Il y a moins de cent ans, des milliers de personnes d’origine japonaise ont été internées de force pendant des années au Canada. Le gouvernement estimait que leur appartenance à leur pays d’origine, en guerre contre le Canada et les Alliés pendant la Seconde Guerre mondiale, posait un risque à la sécurité nationale.

Il est difficile d’imaginer que, dans un pays comme le nôtre, où les droits de la personne constituent l’un des fondements de la société, on ait mis à l’écart presque toute une communauté ethnique dans les années 1940.

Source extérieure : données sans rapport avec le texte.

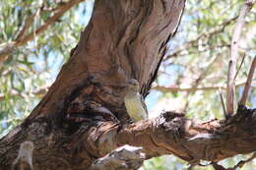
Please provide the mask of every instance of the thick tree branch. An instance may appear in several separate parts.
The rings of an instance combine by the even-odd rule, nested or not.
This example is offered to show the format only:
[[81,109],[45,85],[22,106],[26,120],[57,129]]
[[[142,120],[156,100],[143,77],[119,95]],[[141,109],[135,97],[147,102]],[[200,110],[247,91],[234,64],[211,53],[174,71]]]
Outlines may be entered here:
[[90,170],[136,170],[142,166],[145,154],[141,147],[123,145],[96,159]]
[[226,113],[228,115],[234,112],[234,95],[235,95],[235,83],[234,78],[236,74],[236,60],[238,57],[238,45],[239,39],[242,31],[242,28],[245,23],[245,17],[251,10],[254,0],[246,0],[243,7],[240,10],[239,17],[233,31],[231,48],[230,48],[230,58],[228,62],[228,74],[227,74],[227,85],[226,85]]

90% des Japonais au Canada

Et quand on dit «presque toute», c’est exactement ça. À l’hiver de 1942, environ 90% de la population canadienne d’origine japonaise est rassemblée et relocalisée. Pourtant, les trois quarts des membres de cette communauté sont citoyens du Canada.

L’évènement déclencheur est l’attaque japonaise qui survient le 7 décembre 1941 contre la base navale de Pearl Harbor, sur l’île d’Ohau, à Hawaii (le territoire deviendra le 50e état américain en 1959).

Le même jour, le Canada devient le premier pays à déclarer la guerre au Japon, devançant donc d’un jour les États-Unis, qui s’engagent ainsi dans le conflit mondial.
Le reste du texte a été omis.